Наверно, также думала и мачеха, если сказала:
— Кажется, этот вариант — немножко не то, чего хотелось.
— Будь моя воля, я бы выбрал Англию.
— Ты, наверно, там побываешь. Повидать мир — уж это-то у нас никогда не будет доступно пенсионеру — тебе. Обо мне, кстати, другая речь, я-то всегда, пока жива, — при деле, а теперь на новых русских и подавно зарабатываю всё больше… Ещё навещу тебя на твоей Неметчине… Но я подумала о другом: как же так, тебе многие годы придётся жить вместе с Раисой?
— Трудно поверить, но мы легко условились постараться избежать этого — насколько такое вообще будет от нас зависеть.

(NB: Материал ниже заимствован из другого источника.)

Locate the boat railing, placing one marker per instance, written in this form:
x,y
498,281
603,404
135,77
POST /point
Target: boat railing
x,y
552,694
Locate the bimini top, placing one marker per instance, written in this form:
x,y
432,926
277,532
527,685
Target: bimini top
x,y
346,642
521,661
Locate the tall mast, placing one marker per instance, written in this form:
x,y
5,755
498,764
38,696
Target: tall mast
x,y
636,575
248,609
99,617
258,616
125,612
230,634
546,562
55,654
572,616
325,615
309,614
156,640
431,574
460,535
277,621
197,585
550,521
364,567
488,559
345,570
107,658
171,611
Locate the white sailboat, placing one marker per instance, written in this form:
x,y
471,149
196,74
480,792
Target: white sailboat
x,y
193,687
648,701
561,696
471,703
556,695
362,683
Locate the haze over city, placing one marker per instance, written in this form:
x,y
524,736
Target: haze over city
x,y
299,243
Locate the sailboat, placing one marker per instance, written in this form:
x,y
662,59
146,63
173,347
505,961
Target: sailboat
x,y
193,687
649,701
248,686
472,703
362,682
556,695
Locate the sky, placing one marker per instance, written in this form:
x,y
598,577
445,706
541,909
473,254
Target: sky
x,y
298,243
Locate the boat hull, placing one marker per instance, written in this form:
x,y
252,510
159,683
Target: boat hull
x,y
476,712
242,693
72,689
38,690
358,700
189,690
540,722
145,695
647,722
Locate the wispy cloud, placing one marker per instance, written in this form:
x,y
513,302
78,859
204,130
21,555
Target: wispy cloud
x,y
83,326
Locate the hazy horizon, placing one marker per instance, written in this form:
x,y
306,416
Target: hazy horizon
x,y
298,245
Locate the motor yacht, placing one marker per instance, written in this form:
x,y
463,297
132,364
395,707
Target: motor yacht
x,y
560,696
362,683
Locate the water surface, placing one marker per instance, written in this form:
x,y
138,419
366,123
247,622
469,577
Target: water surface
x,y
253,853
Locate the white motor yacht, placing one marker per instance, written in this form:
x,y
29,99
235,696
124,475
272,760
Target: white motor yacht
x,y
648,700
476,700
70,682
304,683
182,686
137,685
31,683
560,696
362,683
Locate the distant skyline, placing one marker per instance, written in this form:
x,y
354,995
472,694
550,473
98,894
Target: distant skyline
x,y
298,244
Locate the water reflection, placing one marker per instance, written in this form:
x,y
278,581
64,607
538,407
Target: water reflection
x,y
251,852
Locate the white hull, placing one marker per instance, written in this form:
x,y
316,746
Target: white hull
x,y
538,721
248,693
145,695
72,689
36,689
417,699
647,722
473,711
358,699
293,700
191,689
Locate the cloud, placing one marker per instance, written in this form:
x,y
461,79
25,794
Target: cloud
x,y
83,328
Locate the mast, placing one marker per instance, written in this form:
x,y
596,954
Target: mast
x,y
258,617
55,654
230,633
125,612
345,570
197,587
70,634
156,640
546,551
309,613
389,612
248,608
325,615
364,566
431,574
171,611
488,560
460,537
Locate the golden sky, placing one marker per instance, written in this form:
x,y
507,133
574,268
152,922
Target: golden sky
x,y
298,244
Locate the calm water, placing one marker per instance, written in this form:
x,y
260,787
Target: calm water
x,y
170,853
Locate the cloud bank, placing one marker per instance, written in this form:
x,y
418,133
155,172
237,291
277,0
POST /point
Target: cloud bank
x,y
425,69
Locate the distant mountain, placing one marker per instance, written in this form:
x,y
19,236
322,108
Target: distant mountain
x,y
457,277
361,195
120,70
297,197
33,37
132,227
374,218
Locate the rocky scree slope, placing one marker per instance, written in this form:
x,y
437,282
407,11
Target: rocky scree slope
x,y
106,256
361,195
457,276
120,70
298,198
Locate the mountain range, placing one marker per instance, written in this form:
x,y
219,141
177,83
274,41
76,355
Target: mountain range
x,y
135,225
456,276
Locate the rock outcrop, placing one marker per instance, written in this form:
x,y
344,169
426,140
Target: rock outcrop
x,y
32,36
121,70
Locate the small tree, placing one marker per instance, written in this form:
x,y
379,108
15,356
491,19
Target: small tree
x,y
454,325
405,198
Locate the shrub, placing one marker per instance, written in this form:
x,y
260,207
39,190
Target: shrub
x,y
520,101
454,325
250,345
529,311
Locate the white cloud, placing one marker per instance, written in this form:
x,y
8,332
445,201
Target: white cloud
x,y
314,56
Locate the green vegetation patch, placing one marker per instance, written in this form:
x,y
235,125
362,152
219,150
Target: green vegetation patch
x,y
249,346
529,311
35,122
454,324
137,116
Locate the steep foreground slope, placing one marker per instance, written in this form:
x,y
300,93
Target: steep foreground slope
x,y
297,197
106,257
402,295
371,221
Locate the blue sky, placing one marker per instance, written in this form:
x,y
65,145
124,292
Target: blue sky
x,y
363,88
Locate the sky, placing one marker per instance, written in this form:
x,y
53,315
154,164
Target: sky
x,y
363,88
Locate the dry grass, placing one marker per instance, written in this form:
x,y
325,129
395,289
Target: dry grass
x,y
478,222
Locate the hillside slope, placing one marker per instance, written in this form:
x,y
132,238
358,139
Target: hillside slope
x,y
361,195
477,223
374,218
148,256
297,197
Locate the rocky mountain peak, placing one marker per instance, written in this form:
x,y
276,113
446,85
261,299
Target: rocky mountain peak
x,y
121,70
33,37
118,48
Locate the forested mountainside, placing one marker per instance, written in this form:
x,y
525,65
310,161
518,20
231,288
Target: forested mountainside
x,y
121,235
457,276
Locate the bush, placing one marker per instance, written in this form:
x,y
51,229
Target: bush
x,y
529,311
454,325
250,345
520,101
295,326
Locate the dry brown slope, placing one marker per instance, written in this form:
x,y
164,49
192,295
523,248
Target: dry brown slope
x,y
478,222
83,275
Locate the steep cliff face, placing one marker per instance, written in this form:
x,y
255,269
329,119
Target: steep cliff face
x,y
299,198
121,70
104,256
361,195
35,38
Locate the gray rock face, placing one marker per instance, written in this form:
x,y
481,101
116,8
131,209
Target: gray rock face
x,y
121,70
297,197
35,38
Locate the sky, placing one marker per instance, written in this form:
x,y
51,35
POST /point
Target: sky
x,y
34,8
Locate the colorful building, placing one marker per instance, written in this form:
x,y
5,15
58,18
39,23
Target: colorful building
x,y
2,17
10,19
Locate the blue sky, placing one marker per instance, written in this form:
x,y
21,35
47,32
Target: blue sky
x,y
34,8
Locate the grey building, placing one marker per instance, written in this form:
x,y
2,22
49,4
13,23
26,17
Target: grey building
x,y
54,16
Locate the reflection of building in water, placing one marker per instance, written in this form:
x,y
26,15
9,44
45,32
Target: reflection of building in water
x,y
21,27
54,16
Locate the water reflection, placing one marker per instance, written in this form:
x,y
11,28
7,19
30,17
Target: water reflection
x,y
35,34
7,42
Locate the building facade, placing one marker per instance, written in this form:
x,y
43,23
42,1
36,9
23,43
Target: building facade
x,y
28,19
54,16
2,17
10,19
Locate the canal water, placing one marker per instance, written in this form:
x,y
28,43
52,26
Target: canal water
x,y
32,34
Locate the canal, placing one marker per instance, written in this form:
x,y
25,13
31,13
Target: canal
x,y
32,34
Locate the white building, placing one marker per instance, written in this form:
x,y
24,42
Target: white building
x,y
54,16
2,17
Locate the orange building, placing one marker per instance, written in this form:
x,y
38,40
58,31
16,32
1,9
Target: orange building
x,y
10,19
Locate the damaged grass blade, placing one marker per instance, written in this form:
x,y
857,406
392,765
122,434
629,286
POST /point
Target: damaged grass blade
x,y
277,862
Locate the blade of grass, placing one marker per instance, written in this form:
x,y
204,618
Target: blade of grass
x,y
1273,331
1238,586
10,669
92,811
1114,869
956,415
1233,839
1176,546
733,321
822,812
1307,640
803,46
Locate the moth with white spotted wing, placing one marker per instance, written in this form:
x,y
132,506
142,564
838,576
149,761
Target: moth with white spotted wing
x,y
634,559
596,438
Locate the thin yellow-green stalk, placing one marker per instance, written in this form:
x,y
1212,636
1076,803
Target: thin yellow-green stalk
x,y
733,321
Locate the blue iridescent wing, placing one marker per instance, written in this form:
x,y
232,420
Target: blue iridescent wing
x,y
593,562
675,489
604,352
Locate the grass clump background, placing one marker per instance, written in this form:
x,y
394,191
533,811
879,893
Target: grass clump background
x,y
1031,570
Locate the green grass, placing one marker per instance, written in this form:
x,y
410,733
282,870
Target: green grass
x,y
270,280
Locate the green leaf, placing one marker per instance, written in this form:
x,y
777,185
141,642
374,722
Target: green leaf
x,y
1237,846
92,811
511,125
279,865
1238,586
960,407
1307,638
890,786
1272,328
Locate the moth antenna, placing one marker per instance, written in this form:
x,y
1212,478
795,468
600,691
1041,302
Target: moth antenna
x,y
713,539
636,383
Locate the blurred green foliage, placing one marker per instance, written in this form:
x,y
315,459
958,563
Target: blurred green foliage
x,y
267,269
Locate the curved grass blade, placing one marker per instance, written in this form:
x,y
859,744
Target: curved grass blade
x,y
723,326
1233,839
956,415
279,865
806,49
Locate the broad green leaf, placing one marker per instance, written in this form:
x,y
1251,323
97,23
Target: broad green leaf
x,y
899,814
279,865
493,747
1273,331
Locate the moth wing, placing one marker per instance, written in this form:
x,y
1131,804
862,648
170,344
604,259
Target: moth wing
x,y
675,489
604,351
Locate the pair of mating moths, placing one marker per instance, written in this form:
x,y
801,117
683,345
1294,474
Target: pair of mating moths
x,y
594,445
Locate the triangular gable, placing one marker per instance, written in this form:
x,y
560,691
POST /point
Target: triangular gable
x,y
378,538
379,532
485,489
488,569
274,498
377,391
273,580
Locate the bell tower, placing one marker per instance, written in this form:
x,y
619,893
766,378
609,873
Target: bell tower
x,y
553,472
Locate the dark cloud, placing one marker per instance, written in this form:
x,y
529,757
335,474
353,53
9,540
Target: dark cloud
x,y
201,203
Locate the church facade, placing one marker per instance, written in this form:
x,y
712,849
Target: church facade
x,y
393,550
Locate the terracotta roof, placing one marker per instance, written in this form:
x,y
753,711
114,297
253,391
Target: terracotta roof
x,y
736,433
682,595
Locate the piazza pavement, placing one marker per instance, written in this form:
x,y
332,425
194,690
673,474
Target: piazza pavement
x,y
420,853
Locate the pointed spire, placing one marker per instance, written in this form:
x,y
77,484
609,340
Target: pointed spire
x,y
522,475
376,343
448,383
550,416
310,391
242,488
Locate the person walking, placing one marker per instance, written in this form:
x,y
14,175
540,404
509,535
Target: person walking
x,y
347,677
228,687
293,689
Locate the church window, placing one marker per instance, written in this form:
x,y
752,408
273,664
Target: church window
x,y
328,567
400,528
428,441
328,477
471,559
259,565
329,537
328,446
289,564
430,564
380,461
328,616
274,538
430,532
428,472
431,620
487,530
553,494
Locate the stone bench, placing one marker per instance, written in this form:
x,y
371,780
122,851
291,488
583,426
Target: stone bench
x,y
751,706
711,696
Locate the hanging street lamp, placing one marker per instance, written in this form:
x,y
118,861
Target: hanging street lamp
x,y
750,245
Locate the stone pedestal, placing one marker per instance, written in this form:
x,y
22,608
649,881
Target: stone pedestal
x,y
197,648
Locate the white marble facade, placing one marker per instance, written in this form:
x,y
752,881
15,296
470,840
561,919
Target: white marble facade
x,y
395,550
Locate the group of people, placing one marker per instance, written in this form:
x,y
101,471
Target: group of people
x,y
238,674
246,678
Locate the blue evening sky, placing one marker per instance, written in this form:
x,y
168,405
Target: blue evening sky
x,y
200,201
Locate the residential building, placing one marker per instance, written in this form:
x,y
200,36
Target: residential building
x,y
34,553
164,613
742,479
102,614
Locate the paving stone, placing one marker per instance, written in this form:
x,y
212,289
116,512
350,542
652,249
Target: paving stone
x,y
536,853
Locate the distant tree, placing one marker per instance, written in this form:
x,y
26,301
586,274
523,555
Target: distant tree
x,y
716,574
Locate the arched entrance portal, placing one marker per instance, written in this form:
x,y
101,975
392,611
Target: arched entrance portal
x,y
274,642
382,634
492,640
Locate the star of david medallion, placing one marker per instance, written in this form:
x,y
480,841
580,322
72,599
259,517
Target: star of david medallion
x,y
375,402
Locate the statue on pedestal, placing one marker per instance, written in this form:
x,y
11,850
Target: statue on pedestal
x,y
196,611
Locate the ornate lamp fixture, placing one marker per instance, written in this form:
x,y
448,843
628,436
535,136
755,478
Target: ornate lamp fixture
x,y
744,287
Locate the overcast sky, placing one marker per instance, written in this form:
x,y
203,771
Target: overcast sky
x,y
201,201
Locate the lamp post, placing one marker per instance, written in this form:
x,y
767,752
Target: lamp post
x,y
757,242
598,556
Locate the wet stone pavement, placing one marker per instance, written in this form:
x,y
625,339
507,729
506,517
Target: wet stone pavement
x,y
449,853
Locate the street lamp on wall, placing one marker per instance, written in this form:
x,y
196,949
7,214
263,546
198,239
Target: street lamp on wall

Это, я понимаю, очень зыбкая договорённость, ведь у нас может попросту не найтись пространства для манёвра.
— Прости, у тебя сейчас есть кто-нибудь?
Конечно, Свешников хотел бы назвать ту женщину, с которой завязался было добрый роман, — но она исчезла, и он не сыскал следов; нет, уезжая, он не оставит никого. И потеряет друзей, весь круг.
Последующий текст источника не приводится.